Intellexa’s marketing boasts of its ability to intercept 2G, 3G, 4G and wifi communications. The companies within the alliance provide both remote stationery and close-proximity mobile systems ranging from vehicles to backpacks or specially equipped drones and helicopters.

“Intellexa will provide law enforcement and intelligence agencies with an end-to-end intelligence solution, including a premium field intelligence collection platform as well as robust remote collection and analysis systems,” the group’s marketing material, included below, reads.

Publicly, the Intellexa partnership is made up of Nexa Technologies, WiSpear, and Cytrox. The alliance also includes five other non-public partners, according to Dilian.

WiSpear is a wifi interception firm founded by Dilian who previously worked on Circles, a telecom-interception firm that was acquired by NSO Group. WiSpear recently acquired Cytrox, a European firm specializing in developing exploits that can break into devices used by a target.

The alliance also includes Nexa Technologies, a French firm previously known as Amesys, that’s been under investigation for sales of surveillance technology to the military dictatorship in Egypt.

One of the original players in this industry, Amesys was named one of the world’s “Enemies of the Internet” in a 2013 report from Reporters Without Borders. They’re perhaps most famous for selling packet monitoring software to Libyan dictator Muammar Gaddafi, who was killed in 2011.

Intellexa operates offices in Tel Aviv, Paris, Dubai, and Jakarta in order to give close geographic support to the alliance companies’ existing customers. The group also has current customers in Latin America and hopes to establish an office there soon.

“Our immediate goal is to become a one-stop-shop for all of our customers’ field intelligence collection needs,” Dilian said.

Intellexa will be first announced at IDEX, a military industry conference in Abu Dhabi famous as an event for buying and selling cutting-edge hacking tools. The Persian Gulf region is currently the world’s foremost hotbed for the hacking market, Dilian told Gizmodo, largely because Asian and African governments feel comfortable purchasing these tools in that region. Critics say it’s an environment that offers little legal or ethical oversight of their growing business.

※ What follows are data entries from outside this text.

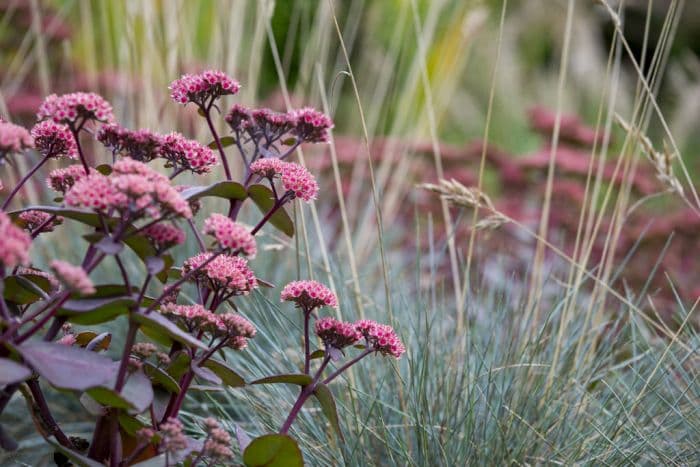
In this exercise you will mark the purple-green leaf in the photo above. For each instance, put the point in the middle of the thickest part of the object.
(276, 450)
(67, 367)
(12, 372)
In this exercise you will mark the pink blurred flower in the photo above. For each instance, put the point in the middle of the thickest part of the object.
(230, 235)
(54, 140)
(69, 108)
(14, 243)
(73, 277)
(309, 295)
(230, 273)
(202, 87)
(14, 138)
(186, 154)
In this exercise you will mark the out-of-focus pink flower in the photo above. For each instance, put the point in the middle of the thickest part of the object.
(54, 140)
(14, 243)
(230, 235)
(69, 108)
(380, 338)
(186, 154)
(311, 126)
(202, 87)
(141, 145)
(295, 178)
(164, 235)
(33, 219)
(73, 277)
(62, 180)
(230, 273)
(336, 334)
(14, 138)
(309, 295)
(239, 117)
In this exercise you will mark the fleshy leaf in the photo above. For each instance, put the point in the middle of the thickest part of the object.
(159, 376)
(157, 322)
(67, 367)
(12, 372)
(276, 450)
(226, 189)
(298, 379)
(265, 199)
(325, 398)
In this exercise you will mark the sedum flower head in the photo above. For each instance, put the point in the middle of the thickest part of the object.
(202, 87)
(230, 235)
(186, 154)
(336, 334)
(380, 338)
(73, 277)
(132, 188)
(225, 272)
(62, 180)
(69, 108)
(14, 243)
(54, 140)
(141, 145)
(309, 295)
(296, 179)
(14, 138)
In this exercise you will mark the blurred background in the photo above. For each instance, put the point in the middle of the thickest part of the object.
(536, 89)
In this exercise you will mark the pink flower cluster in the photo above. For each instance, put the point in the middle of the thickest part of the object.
(307, 124)
(311, 125)
(230, 273)
(68, 108)
(14, 243)
(216, 447)
(295, 178)
(199, 88)
(380, 338)
(141, 145)
(73, 277)
(336, 334)
(309, 295)
(132, 188)
(164, 236)
(230, 235)
(32, 220)
(186, 154)
(62, 180)
(53, 140)
(14, 138)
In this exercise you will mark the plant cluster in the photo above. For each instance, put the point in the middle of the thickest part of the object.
(172, 346)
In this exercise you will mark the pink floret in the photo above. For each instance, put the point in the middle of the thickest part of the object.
(309, 295)
(198, 88)
(54, 140)
(230, 235)
(68, 108)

“I think there is growing awareness that these companies exist and [of what] their capabilities are exactly,” EFF’s Quintin said. “Whereas companies like NSO Group or DarkMatter are providing very high-end services, what you’ll see is a medium to low-end range of companies come on the market as well that can cater to countries that don’t have as big a budget for these operations.”

The industry has a global reach but is most successful in key areas like the Middle East, Africa, and some particularly tumultuous areas of Latin America.

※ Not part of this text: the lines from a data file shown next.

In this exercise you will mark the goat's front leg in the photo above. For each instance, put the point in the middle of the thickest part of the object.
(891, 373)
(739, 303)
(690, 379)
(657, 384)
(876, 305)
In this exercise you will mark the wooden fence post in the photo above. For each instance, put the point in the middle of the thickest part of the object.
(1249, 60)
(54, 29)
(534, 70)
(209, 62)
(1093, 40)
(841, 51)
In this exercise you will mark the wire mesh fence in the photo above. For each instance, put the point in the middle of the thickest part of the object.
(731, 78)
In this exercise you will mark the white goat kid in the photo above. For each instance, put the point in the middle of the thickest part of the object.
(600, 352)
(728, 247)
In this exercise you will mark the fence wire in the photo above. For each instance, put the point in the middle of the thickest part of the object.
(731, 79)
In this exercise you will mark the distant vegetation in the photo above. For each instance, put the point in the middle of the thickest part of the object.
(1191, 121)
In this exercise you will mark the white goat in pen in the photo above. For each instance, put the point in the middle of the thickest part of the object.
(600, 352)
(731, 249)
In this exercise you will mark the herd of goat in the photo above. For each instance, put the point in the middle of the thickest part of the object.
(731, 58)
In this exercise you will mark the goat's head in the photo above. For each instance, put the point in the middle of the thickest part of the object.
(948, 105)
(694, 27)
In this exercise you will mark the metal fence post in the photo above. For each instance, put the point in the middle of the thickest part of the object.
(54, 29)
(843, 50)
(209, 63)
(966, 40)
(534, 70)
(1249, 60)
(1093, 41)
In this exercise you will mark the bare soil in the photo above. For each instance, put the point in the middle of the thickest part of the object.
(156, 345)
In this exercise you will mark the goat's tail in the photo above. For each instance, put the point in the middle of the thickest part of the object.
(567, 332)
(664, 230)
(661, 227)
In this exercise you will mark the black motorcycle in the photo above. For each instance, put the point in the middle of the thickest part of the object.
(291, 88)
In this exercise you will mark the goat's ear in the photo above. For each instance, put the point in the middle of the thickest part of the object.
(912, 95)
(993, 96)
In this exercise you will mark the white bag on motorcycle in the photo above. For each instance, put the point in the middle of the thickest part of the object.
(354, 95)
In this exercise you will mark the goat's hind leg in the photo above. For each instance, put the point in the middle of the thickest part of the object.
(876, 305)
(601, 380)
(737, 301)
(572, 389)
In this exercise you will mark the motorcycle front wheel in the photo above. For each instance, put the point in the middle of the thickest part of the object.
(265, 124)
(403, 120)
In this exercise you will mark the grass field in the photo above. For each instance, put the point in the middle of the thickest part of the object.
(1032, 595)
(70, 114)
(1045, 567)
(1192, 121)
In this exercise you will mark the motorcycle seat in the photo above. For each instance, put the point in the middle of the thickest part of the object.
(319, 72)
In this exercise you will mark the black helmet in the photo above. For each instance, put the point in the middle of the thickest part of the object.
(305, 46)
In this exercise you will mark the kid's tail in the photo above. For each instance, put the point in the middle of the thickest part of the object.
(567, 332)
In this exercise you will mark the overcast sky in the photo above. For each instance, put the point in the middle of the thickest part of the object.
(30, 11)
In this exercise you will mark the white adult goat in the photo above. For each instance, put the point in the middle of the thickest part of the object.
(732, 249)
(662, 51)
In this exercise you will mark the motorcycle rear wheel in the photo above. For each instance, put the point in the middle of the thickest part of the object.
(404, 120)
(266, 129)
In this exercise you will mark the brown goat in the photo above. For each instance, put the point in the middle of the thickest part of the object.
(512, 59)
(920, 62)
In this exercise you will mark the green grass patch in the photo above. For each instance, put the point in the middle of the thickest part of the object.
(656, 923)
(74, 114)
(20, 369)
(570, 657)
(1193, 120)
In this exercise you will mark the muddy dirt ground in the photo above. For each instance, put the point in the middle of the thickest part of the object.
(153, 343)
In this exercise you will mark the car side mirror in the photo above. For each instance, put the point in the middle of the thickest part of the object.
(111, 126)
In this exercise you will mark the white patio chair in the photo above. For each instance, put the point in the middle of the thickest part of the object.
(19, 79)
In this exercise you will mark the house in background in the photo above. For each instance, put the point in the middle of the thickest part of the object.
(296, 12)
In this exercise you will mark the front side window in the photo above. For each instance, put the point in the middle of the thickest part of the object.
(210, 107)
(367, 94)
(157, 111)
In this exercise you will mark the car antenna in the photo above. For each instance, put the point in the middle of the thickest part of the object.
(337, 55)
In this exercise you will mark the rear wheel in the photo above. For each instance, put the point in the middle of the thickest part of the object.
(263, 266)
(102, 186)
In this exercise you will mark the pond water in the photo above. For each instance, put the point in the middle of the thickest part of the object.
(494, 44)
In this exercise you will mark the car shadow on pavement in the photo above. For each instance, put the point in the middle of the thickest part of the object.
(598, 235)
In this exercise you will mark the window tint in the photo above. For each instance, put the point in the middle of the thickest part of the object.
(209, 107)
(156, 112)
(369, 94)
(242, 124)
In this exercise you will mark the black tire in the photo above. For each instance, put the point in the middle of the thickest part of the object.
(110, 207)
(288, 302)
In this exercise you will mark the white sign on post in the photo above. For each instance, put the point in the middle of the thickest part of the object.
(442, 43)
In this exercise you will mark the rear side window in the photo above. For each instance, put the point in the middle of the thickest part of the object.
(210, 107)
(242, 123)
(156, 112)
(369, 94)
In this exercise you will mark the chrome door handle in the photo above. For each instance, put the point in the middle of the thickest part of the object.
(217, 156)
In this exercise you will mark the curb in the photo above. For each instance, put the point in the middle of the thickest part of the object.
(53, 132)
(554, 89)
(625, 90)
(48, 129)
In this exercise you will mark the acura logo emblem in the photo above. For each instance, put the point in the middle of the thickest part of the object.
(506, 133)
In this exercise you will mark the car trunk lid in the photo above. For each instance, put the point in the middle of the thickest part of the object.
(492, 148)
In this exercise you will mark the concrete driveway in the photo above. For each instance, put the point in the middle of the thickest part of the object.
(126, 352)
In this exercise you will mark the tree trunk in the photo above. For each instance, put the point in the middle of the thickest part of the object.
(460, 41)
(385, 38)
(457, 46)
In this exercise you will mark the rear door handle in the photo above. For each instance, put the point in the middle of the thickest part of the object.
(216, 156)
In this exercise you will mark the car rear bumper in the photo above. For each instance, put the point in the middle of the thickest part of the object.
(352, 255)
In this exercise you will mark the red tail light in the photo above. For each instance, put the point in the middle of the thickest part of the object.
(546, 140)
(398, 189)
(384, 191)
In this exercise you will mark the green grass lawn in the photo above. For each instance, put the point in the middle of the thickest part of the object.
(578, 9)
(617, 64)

“We see a lot of comparisons to areas with kinetic warfare,” Lookout’s Flossman said. “The Middle East is a really good example of that. Volatility in the physical world bleeds over into the digital world and increases demands for these kinds of hacking tools.”

Dilian strongly disputes the hacking industry’s dark reputation, saying they are the people giving governments the necessary modern tools to defend against criminals and terrorists. He repeatedly told Gizmodo that his company and the industry are “the good guys” due to their work with law enforcement and intelligence agencies.

Dilian knows, however, that there is a growing chorus of critics including EFF’s Quintin.

“The problem with these companies is that they don’t seem to care whether the governments they’re selling to are acting within the rule of law or within international human rights norms,” Quintin said.

“It’s extremely problematic. It is on these companies to make sure they’re not selling these technologies to countries that will use them to commit torture or kidnap people. It’s important the companies know who they’re selling to and what we’ve seen is these countries selling to countries that are extreme violators of human rights like Gaddafi. That doesn’t seem like it’s going to stop. They’re still willing to sell to anyone.”